I have no regrets of what I just did today and It wasn't an Impusive move. (maybe It was, but it isn't.) I've thought about it.. and remember I did say I did want to get a tattoo.... well i did... i got it done and I have really nothing much to say.
"It's on the back of my neck area"
"JADE"
It's a very abstract design and it's the chinese word "Jade". Jade: for one to owe it and for it to be beautiful, one must have an infinity with it. It's just like me, If one can accept me, love me and be with me, they must have chemsitry, understanding and special bond with me. Then I shall be at my very best with them and put in my very best. It's a reminder to me, to put in my best for one with a bond with me, a chemistry with me, and love for me. You know who I am talking about and I won't give up trying. (James, if you are reading this, This is my reminder, this part of my life, I will not fail and I will not make another mistake.I have no regrets and my mind is set on only one thing) So LOL i don't know, everyone say it hurts, but I didn't feel that much pain.

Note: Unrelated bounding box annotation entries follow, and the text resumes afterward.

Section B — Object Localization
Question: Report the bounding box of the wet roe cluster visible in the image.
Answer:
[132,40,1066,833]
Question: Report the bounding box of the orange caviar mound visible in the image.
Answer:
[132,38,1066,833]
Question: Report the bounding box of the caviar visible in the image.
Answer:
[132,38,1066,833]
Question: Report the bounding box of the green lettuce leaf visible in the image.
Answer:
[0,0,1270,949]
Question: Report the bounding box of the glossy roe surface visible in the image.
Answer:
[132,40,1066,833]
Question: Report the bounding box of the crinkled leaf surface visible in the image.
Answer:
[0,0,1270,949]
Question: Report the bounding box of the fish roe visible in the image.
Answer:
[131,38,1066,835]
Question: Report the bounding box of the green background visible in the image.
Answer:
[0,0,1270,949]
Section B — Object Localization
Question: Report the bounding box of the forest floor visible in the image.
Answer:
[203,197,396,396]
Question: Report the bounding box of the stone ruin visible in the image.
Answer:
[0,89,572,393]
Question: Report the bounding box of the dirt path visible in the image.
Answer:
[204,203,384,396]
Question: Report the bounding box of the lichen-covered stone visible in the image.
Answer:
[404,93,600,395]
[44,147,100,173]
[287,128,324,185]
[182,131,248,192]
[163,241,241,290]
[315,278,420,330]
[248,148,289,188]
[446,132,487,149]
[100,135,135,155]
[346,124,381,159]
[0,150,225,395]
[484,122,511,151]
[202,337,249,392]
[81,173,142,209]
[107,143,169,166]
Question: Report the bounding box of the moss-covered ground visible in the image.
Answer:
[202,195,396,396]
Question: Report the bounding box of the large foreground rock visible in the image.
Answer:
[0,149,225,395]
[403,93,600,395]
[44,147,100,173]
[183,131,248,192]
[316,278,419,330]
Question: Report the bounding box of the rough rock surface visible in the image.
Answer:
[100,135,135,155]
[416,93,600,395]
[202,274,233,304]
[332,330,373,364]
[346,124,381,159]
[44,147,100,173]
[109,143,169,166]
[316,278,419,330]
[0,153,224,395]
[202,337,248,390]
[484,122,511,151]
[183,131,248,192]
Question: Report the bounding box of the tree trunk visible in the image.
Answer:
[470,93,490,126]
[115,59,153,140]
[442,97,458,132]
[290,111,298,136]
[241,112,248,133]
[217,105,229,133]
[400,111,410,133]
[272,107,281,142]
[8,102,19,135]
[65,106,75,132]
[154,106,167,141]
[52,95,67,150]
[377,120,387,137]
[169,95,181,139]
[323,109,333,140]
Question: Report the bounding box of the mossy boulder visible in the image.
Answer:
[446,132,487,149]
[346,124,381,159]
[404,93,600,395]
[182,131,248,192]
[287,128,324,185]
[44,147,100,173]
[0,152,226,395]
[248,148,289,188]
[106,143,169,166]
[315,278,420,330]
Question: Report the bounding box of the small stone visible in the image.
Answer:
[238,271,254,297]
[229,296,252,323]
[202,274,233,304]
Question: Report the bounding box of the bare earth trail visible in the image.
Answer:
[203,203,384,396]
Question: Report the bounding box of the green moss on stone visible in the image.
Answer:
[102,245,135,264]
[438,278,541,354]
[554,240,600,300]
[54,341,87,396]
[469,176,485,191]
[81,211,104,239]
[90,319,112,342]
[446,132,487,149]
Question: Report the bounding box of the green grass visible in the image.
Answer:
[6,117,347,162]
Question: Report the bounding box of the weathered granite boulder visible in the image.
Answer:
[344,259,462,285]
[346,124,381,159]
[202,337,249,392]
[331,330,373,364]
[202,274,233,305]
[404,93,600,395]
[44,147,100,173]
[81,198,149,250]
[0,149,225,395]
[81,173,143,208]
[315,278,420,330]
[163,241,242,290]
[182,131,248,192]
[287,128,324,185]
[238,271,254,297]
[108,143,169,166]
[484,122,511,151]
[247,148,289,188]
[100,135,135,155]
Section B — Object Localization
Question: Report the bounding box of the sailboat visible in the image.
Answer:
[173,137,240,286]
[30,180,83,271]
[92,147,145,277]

I didn't flinch, I didn't even cringe. My Pet Goldfish was like "You look so calm." Then I placed her hand over my chest and my heart was beating wildly, but my face was calm and serene. I guess my emotional pain has over taken my physical pain that I didn't feel it. I still do love him with everything I have and I have not regretted doing so. Wait for me, I shall prove my worth to myself... and to all...Numb, Focused and Detatched.